In December my brother tried to convince me to take my grandpa's name to the temple. I dead against it because I didn't want to offend my family. I'm like ok I'll ask. I needed to check and clear it.

Saturday, October 6, 2018


I told 2 missionaries who are unsuccessfully trying to fellowship my brother I didn't understand their logic when it comes to me helping them they explain why they needed me.

Back pain

I lost 30 pounds and now I'm dealing with tons of back pain and muscle spasms as my back isn't used to it.

General conference

I watched general conference out of sheer boredom and was rewarded with a brief glimpse of my good friend Danny who is in the MTC learning to be a missionary

Thursday, October 4, 2018

DNA Doe Project

DNA Doe Project (AKA DNA Doe Project, Inc.) is a non-profit organization of volunteers who use genetic genealogy to identify unidentified victims of: auto accidents, homicide, unusual circumstances, and people who committed suicide under an alias. History: DNA Doe Project is a 501(c)(3) non-profit based in Sebastopol, California. It was founded in 2017 by Colleen Fitzpatrick and Margaret Press. The two, along with many volunteers, use genealogy in conjunction with DNA from unidentified victims to build family trees through GEDmatch, a free public DNA database. After reading a Sue Grafton novel about a Jane Doe, Margaret planned to use family trees to identify unidentified homicide victims. By March 2018 DNA Doe Project solved its first case. Founders- Colleen Fitzpatrick: Colleen is the founder of IdentiFinders, an organization which uses Y-chromosomal testing to identify male killers in unsolved homicides. IdentiFinders is also responsible for solving the identity of the unknown child on the Titanic. Previously she worked as a nuclear physics PhD with NASA and the Department of Defense. Margaret Press: Margaret is a novelist with previous careers in: computer programming, speech, and language consulting. She retired from computer programming in 2015 and relocated from Salem, Massachusetts to Sebastopol, California to live near family. As a hobby, Press began pursuing genealogy in 2007; helping friends and acquaintances find their loved ones as well as helping adoptees find their biological parents.

new clothes

my aunt and i went shopping and i got tons of stuff. my clothes are so old that i have rips and tears and worn out stuff. not stuff i'd want people seeing unless i had to, which is often as 99% of my clothes are old

miss my friends

while i might miss my friends from the singles ward i'm busy with my own thing: CSI club, physical therapy, homework, class, family. i'm also supporting 1 of my friends who also has scoliosis and needs help with it as it's painful for him.

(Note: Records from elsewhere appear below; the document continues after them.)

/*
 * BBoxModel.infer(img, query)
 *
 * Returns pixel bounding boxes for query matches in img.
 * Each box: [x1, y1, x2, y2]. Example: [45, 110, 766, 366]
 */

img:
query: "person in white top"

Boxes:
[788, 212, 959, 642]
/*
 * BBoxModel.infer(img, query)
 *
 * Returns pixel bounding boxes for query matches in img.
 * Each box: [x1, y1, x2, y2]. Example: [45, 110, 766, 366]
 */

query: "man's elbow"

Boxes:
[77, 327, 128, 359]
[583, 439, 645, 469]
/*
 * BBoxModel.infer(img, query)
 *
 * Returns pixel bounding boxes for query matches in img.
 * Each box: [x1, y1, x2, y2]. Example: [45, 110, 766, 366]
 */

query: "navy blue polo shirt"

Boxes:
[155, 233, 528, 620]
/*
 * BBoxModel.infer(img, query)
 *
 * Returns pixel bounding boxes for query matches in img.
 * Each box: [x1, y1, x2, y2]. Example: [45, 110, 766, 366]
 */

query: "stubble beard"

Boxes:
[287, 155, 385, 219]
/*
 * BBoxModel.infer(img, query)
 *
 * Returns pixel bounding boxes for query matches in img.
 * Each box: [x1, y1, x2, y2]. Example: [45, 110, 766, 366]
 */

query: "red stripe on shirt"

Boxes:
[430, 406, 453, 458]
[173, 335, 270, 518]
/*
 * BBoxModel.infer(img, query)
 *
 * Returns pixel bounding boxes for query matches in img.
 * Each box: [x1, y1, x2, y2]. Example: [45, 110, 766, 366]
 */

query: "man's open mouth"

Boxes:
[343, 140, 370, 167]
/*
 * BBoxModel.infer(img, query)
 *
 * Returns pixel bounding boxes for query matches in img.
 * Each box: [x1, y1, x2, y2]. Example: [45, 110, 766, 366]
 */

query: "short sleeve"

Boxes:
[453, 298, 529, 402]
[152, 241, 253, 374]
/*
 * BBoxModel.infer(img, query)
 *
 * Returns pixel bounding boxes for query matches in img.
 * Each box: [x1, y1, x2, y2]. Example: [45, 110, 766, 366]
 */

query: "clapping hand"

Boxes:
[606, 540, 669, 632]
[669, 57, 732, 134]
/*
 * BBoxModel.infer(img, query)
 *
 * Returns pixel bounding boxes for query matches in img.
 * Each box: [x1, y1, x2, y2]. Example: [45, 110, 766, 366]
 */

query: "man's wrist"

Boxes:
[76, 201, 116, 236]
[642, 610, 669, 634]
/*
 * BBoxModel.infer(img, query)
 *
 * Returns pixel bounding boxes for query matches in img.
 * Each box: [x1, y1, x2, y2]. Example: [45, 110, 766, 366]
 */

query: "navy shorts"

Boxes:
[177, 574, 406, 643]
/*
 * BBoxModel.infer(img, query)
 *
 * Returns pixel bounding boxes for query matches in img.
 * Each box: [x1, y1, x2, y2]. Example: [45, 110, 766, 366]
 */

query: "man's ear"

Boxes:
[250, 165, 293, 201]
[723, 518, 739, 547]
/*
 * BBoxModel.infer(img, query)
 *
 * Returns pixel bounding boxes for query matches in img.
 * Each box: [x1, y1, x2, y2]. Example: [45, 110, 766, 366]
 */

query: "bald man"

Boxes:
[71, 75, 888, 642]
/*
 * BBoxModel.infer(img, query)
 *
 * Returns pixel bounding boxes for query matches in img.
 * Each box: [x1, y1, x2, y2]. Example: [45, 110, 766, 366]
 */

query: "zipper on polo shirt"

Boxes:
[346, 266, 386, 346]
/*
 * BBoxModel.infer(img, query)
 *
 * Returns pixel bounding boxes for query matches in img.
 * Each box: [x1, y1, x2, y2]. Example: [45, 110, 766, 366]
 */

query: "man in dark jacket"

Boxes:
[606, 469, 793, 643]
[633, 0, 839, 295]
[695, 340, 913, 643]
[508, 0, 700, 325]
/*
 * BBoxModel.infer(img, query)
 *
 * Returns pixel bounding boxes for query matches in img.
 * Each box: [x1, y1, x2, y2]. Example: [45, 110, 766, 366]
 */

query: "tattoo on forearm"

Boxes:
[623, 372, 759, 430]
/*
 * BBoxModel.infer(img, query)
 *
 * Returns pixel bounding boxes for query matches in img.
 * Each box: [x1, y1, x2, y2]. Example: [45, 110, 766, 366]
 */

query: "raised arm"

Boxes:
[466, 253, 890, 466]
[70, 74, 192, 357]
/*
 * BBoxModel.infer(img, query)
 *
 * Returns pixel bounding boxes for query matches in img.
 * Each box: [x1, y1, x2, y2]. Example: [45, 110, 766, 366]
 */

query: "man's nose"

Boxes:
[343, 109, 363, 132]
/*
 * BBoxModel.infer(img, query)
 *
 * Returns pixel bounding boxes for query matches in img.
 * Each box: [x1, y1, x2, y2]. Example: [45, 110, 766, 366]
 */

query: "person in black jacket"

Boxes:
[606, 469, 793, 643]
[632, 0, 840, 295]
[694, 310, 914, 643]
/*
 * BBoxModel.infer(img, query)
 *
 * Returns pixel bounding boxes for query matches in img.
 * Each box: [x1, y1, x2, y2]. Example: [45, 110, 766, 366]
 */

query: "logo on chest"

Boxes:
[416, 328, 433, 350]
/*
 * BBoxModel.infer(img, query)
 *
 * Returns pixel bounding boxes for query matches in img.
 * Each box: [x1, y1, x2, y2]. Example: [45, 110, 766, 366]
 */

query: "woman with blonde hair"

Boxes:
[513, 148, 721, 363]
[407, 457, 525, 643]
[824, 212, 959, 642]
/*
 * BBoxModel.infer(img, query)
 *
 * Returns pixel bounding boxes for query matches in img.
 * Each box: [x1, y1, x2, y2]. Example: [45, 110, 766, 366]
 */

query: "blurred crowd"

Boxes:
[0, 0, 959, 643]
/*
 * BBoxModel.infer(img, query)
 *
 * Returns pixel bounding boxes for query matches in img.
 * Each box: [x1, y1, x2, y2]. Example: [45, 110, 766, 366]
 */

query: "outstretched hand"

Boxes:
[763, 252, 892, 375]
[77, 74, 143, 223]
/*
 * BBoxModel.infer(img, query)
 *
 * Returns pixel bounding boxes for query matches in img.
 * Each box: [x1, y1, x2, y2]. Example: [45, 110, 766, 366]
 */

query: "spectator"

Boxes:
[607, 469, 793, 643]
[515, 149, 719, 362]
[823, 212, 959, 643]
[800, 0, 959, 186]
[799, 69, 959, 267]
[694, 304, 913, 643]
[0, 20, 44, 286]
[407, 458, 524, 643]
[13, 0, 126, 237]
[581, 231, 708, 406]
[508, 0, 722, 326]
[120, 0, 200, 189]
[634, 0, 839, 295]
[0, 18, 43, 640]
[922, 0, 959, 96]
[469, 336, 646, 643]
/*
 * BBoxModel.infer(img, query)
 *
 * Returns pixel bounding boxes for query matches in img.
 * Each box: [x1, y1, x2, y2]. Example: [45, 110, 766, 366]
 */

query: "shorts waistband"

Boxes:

i'm supporting a friend of mine who i learned recently has scoliosis. he and i met in science class and found out we have similar interests and some of the same teachers.

Wednesday, October 3, 2018

Wrong turn

So my mom made a wrong turn on the way back from Atlantic City and we went on total accident went to Philadelphia. Didn't see the new temple but we went there


My hair is going to be perpetually messy. I'm too tired to brush it 1/2 the time and the other times I'm too busy


My mom and I did a girls weekend for me being 1/2 way down to a semi-normal weight. I'm in pain because my muscles are tight and my back hurts.

Monday, October 1, 2018

Left forever

I remember dropping wards for weeks at a time but I can't imagine dropping them forever. My mom said they'd "get over it". I don't know. If they noticed me drop them for 5 weeks due to the divorce schedule and vacation I'm not so sure. They're my friends for real. That's why I can't imagine paying them to give me rides. I barely like bringing food for things if they got it covered. They give me rides up the driveway for safety reasons. Especially since its usually late I get back.